小泉八雲の予言2001年04月01日
日本の生活と文化を世界に紹介したイギリス人で、日本に帰化して小泉八雲と名乗ったラフカディオ・ハーンは
「日本人は・・・気持ちのいい礼儀正しさ、優美で繊細な習慣、敏感な機転と並んで、あらゆる状況下で性格の一番勝れた一番明るい側面だけを表に出す不思議な力がある」
と、日本人を評価して、常に日本の良き理解者でしたが、明治二十八年、友人に宛てた手紙の中で、
「次世代の日本人は、親切で、寛大で、他人思いではなくなると思います。日本人はより知的にはなっても、道徳的ではなくなるでしょう。というのも、古き日本は物質的にははるかに欧米に後れていても、それと同じくらい無私という点で、はるかに欧米より勝っていたのですから」
と述べていたということです。(太田典生著「小さな感動」のおすそわけ より)
残念ながらラフカディオ・ハーンの予言は今日まさしく現実になっています。
彼の予言がちょうど日清戦争の勝利に酔っていた時期であったことを思えば、戦勝によって驕りが出ていた日本を見抜いていたのかもしれません。

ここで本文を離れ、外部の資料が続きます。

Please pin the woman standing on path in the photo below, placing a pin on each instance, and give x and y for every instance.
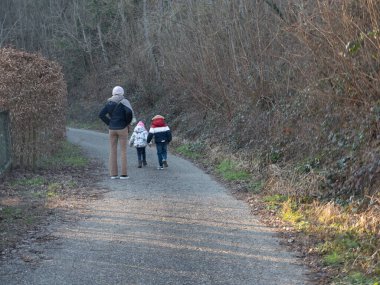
(117, 114)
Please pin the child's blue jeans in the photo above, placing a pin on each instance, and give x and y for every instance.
(162, 152)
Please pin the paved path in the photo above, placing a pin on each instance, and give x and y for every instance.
(176, 226)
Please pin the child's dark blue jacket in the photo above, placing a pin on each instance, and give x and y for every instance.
(159, 130)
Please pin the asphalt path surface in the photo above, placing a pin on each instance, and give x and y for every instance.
(172, 226)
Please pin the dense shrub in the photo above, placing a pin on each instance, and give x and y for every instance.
(34, 91)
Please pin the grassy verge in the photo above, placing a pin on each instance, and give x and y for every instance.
(29, 199)
(341, 240)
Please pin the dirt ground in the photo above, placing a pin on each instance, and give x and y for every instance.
(31, 200)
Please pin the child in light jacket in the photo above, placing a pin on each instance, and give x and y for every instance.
(139, 141)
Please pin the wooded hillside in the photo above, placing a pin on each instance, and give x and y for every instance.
(286, 84)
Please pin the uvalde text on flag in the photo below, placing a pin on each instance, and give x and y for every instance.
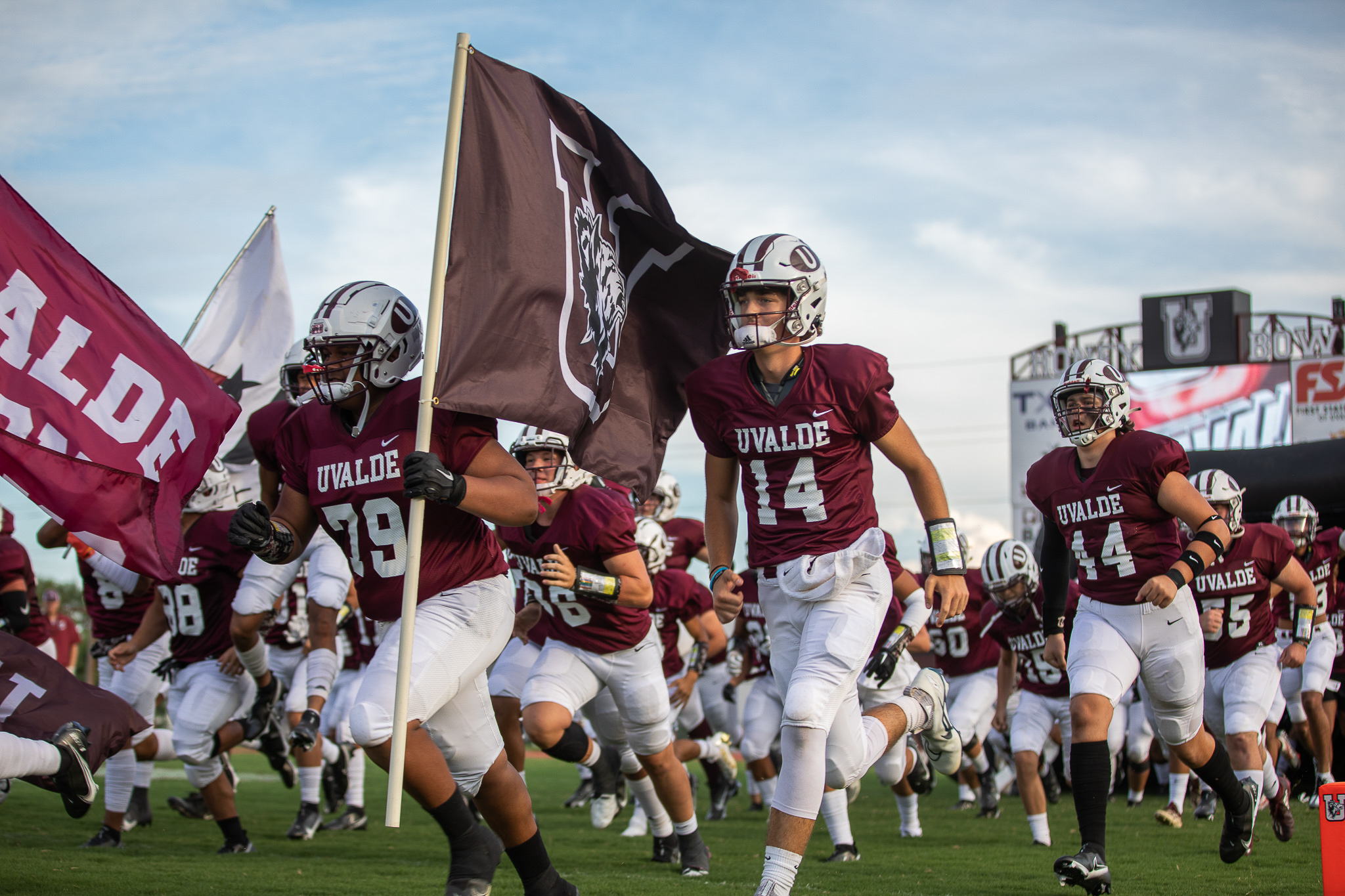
(108, 425)
(573, 299)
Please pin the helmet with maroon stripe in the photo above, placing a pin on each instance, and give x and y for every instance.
(1218, 486)
(1111, 409)
(384, 327)
(787, 264)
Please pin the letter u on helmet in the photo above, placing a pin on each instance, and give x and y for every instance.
(776, 261)
(1099, 378)
(1218, 486)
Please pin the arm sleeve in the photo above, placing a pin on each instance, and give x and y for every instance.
(1055, 580)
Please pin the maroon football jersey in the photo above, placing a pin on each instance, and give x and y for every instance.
(1323, 566)
(15, 565)
(354, 484)
(1026, 639)
(807, 477)
(686, 538)
(677, 598)
(1111, 519)
(112, 612)
(592, 526)
(200, 601)
(1241, 585)
(263, 427)
(958, 647)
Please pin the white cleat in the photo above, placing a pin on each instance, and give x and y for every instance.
(940, 739)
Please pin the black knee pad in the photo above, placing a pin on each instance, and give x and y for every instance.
(572, 746)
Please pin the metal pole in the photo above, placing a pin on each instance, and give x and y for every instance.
(414, 526)
(271, 213)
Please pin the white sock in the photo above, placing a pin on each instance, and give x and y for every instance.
(661, 825)
(311, 784)
(20, 757)
(835, 812)
(1178, 790)
(780, 868)
(355, 785)
(1040, 829)
(120, 778)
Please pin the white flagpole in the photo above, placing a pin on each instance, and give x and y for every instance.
(271, 213)
(414, 526)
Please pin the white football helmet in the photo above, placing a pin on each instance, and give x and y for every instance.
(1097, 377)
(653, 543)
(384, 326)
(1005, 565)
(1218, 486)
(1297, 516)
(214, 494)
(567, 473)
(782, 263)
(291, 373)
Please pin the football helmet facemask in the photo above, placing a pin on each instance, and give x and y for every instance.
(1218, 486)
(1297, 516)
(565, 476)
(782, 263)
(653, 543)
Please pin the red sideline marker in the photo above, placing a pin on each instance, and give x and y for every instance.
(1332, 821)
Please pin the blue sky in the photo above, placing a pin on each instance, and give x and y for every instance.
(969, 172)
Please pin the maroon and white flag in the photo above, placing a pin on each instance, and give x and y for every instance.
(108, 425)
(575, 300)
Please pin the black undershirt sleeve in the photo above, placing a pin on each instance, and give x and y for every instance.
(1055, 580)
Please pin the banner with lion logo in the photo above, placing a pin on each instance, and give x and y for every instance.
(573, 300)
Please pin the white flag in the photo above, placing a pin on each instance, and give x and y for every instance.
(245, 331)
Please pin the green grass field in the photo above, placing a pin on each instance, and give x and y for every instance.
(957, 855)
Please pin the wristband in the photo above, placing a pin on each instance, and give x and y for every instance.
(944, 548)
(1304, 616)
(599, 586)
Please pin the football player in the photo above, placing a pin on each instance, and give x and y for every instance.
(1015, 622)
(799, 422)
(1310, 704)
(208, 683)
(116, 599)
(586, 578)
(1242, 661)
(1110, 499)
(349, 464)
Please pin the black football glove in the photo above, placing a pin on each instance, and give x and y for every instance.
(304, 735)
(424, 476)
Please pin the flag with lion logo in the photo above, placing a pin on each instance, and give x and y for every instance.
(573, 300)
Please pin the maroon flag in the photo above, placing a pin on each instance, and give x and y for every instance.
(575, 301)
(108, 425)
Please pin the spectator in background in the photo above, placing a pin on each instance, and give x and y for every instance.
(64, 630)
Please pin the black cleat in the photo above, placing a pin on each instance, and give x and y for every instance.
(74, 778)
(666, 849)
(337, 778)
(1237, 839)
(191, 806)
(844, 853)
(1087, 870)
(105, 839)
(353, 819)
(139, 815)
(309, 820)
(695, 855)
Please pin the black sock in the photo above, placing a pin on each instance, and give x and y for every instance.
(1219, 774)
(531, 863)
(233, 830)
(1090, 765)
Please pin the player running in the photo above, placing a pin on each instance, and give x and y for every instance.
(799, 422)
(349, 465)
(1111, 500)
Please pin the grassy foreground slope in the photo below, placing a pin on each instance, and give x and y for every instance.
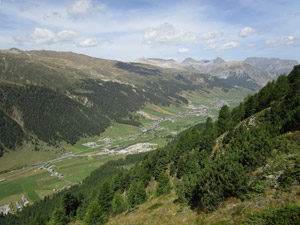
(249, 152)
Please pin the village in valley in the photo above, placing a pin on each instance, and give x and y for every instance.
(139, 142)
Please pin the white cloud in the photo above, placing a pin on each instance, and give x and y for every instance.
(251, 45)
(217, 46)
(167, 34)
(83, 7)
(290, 40)
(247, 31)
(211, 35)
(79, 7)
(183, 50)
(89, 43)
(45, 36)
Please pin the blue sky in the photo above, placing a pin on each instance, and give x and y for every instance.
(129, 29)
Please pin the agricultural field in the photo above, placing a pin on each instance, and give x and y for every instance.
(159, 124)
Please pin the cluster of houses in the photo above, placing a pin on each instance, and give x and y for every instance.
(51, 171)
(5, 209)
(200, 110)
(127, 150)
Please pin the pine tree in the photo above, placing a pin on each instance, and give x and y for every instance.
(58, 217)
(224, 120)
(164, 185)
(95, 215)
(119, 204)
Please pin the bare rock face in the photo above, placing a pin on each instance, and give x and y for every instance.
(234, 72)
(274, 66)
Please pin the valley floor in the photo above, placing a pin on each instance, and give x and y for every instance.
(39, 179)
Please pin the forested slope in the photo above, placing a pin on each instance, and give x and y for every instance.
(63, 96)
(205, 168)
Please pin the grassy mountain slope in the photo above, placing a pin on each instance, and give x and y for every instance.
(255, 162)
(63, 96)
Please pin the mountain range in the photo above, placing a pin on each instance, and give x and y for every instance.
(63, 96)
(251, 73)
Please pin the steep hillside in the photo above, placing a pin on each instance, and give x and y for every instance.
(241, 169)
(236, 73)
(272, 65)
(63, 96)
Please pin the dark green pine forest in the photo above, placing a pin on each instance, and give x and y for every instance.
(205, 165)
(28, 112)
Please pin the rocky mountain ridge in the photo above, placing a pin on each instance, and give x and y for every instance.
(252, 73)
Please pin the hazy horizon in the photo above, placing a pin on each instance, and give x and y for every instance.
(127, 30)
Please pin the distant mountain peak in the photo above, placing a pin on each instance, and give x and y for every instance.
(189, 60)
(13, 50)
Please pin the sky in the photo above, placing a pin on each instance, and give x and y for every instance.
(130, 29)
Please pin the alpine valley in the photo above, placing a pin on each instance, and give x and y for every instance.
(85, 140)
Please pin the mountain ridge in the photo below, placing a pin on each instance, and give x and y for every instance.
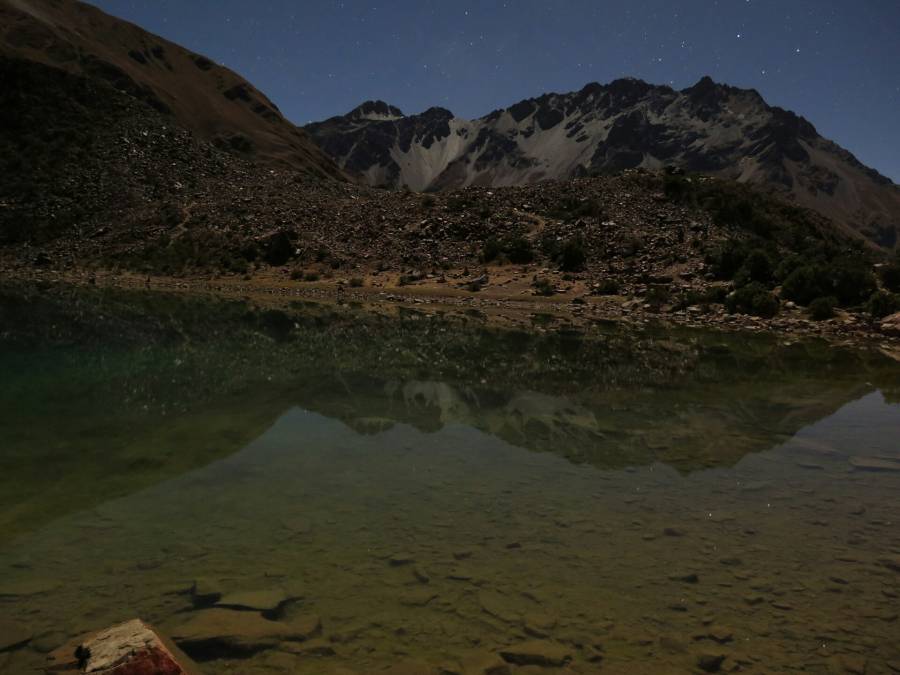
(708, 127)
(206, 98)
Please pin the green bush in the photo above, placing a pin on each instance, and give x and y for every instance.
(890, 275)
(543, 286)
(517, 250)
(573, 256)
(727, 259)
(853, 281)
(822, 308)
(755, 299)
(757, 266)
(676, 188)
(492, 250)
(882, 304)
(804, 284)
(658, 295)
(607, 287)
(714, 295)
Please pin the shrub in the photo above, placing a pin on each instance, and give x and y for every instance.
(543, 286)
(675, 187)
(804, 284)
(882, 303)
(822, 308)
(755, 299)
(573, 256)
(492, 250)
(757, 266)
(519, 250)
(714, 295)
(890, 275)
(607, 287)
(853, 281)
(475, 285)
(727, 259)
(658, 295)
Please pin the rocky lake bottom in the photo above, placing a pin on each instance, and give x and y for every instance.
(322, 490)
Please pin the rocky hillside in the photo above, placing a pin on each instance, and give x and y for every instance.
(709, 128)
(200, 96)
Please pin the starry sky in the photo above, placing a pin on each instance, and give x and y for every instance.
(836, 62)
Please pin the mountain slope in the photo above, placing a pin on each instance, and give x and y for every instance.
(709, 127)
(200, 96)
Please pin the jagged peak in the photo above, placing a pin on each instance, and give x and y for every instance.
(376, 110)
(436, 112)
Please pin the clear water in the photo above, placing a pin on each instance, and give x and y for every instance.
(434, 491)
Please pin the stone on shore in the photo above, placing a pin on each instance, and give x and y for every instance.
(130, 648)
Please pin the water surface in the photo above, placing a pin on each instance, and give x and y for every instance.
(422, 492)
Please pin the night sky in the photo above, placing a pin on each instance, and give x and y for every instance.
(836, 62)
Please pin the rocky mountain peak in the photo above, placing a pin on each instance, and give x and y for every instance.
(709, 127)
(375, 110)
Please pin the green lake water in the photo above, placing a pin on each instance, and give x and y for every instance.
(420, 493)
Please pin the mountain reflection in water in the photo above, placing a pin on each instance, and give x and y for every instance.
(154, 439)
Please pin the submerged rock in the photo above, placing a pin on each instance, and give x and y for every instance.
(269, 601)
(221, 631)
(206, 592)
(874, 464)
(13, 635)
(537, 653)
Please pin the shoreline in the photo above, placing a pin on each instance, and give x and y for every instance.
(508, 298)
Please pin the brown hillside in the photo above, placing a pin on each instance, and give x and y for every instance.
(203, 97)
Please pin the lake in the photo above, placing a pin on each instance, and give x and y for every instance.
(312, 488)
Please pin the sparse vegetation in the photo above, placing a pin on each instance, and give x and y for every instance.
(543, 286)
(882, 304)
(573, 255)
(890, 275)
(821, 309)
(516, 249)
(754, 299)
(608, 286)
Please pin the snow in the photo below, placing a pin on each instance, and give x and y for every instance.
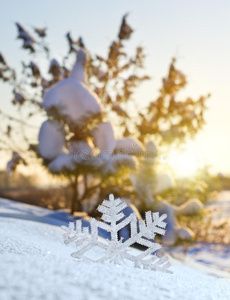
(62, 163)
(72, 98)
(118, 249)
(129, 145)
(103, 135)
(51, 139)
(35, 264)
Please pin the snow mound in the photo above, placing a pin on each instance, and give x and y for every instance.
(51, 139)
(62, 163)
(104, 138)
(71, 98)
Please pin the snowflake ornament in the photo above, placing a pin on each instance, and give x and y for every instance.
(114, 249)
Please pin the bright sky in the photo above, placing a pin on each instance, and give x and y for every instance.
(197, 32)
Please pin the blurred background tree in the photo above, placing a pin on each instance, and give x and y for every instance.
(114, 78)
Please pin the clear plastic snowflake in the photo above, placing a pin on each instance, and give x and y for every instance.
(114, 249)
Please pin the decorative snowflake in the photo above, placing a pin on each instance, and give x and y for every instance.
(117, 250)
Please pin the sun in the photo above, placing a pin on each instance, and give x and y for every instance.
(184, 163)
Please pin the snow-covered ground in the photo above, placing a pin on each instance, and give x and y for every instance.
(36, 264)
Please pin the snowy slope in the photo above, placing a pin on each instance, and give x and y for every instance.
(35, 264)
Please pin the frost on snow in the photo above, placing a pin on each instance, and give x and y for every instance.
(116, 250)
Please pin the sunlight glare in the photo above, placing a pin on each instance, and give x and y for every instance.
(184, 163)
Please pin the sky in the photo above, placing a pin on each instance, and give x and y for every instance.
(196, 32)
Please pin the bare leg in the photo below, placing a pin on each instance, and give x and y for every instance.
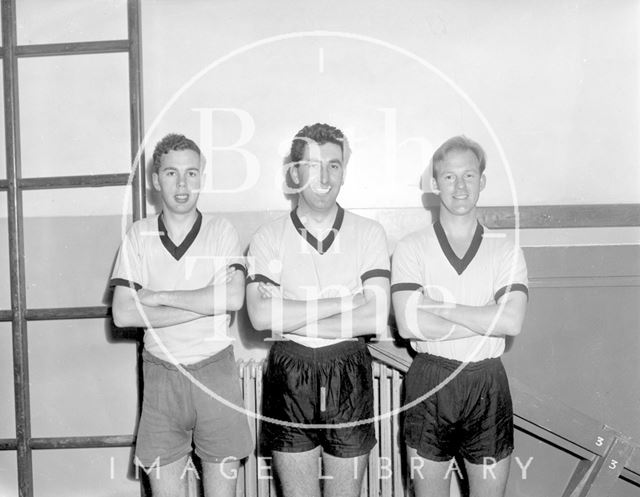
(220, 478)
(298, 472)
(430, 478)
(343, 475)
(488, 479)
(169, 480)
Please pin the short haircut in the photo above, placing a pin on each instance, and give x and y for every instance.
(458, 144)
(171, 142)
(320, 134)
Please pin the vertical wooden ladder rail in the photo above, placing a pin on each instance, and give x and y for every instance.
(604, 454)
(15, 184)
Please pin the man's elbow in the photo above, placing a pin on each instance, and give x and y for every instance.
(259, 320)
(235, 302)
(512, 326)
(121, 318)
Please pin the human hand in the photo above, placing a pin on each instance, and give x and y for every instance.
(267, 290)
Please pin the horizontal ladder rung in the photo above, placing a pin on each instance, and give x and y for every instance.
(80, 181)
(61, 313)
(82, 442)
(73, 48)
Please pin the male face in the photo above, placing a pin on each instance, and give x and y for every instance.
(178, 180)
(458, 181)
(319, 176)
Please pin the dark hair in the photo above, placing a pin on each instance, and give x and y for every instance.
(172, 141)
(458, 144)
(320, 134)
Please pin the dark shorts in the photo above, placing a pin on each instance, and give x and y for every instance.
(327, 385)
(470, 416)
(175, 412)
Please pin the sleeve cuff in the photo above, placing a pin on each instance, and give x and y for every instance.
(376, 273)
(261, 278)
(403, 287)
(122, 282)
(514, 287)
(239, 267)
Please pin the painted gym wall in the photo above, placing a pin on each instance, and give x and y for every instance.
(545, 87)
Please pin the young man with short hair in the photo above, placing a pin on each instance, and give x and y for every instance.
(319, 278)
(179, 274)
(457, 291)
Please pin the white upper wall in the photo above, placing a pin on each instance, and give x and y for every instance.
(546, 88)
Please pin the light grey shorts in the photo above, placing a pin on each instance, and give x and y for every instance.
(177, 412)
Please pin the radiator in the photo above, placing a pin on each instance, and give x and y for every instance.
(383, 477)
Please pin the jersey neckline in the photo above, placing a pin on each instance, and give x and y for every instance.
(177, 251)
(458, 264)
(320, 246)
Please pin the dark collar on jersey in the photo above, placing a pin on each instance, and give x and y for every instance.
(178, 251)
(458, 264)
(325, 244)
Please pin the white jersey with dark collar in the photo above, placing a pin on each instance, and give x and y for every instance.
(492, 266)
(285, 254)
(149, 259)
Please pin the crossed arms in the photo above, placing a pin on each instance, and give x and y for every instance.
(419, 317)
(146, 308)
(335, 317)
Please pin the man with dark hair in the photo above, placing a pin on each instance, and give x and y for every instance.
(319, 278)
(457, 291)
(179, 274)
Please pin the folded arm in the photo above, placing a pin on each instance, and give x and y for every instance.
(417, 321)
(269, 311)
(368, 317)
(504, 318)
(219, 298)
(128, 311)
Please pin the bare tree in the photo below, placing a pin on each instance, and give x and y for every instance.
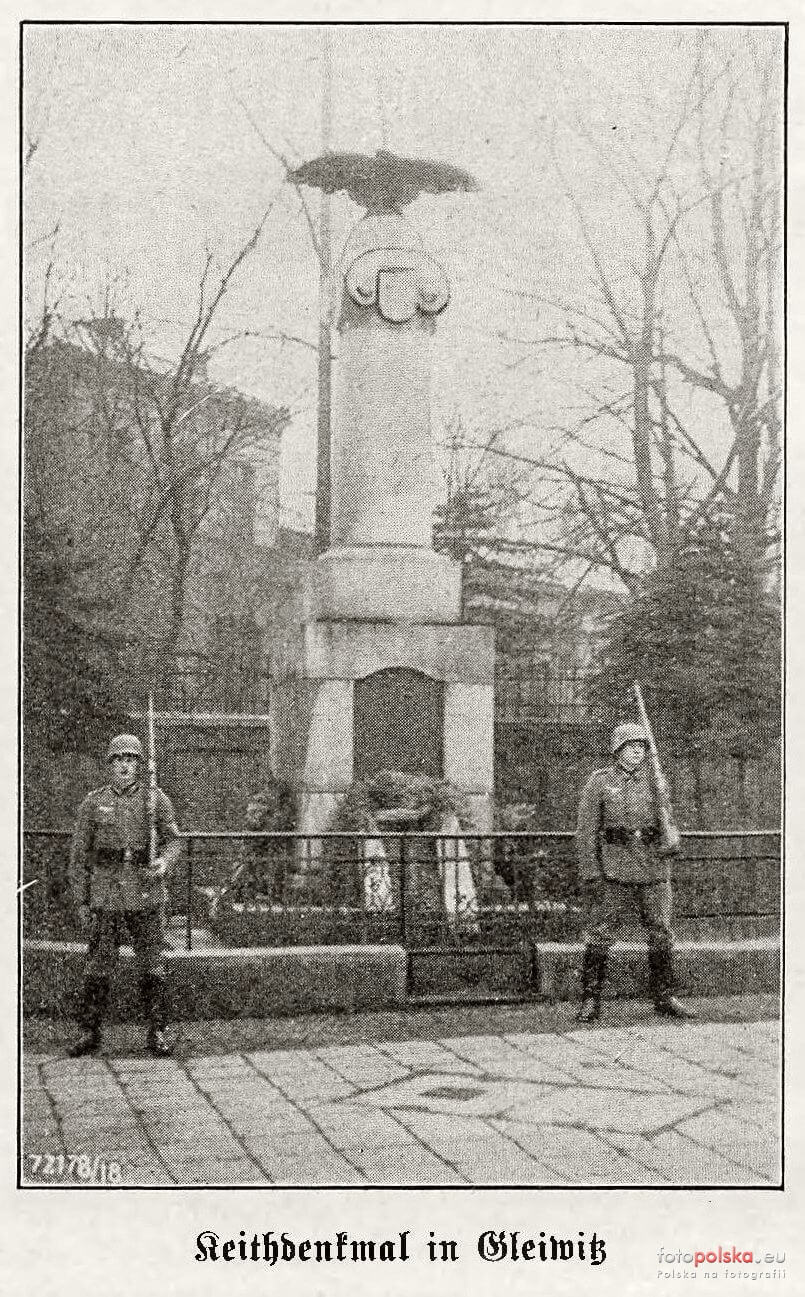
(157, 454)
(673, 350)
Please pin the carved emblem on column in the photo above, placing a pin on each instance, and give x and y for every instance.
(398, 283)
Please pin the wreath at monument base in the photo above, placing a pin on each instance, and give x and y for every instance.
(429, 803)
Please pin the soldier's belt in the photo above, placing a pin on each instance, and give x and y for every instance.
(625, 837)
(108, 859)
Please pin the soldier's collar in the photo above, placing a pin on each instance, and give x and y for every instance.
(127, 790)
(630, 774)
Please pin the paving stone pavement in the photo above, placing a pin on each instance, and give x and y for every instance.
(644, 1104)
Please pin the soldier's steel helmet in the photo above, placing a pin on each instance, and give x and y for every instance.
(125, 745)
(628, 733)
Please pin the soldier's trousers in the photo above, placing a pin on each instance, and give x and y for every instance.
(109, 929)
(612, 904)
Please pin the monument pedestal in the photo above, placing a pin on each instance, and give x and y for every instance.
(381, 695)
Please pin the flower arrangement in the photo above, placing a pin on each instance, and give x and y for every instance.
(428, 800)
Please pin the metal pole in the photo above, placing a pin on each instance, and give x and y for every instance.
(324, 406)
(189, 895)
(403, 892)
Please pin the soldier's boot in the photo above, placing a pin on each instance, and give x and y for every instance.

富国強兵策が昴じて、自信過剰で第二次世界大戦へ突入、そして敗戦で自信を喪失、敗戦後は懸命に復興に努力して、漸く自信を回復したかのように見えたのが、余りにも突出した経済的な豊かさに酔い、金、金、金とやっている内に、人間の自我や煩悩ばかりが盛んになり、古き良き時代の素直な心が無くなってしまったというのが、今日の姿ではないでしょうか。
これからの日本を立ち直らせるには、人間には金よりももっと尊いものがあることを思いださせることです。
日蓮上人 持妙法華問答抄 に曰く
慢のはたほこを倒し、怒りの杖を捨てて、偏に一乗に帰すべし。名聞名利は今生のかざり我慢偏執は後生のほだしなり。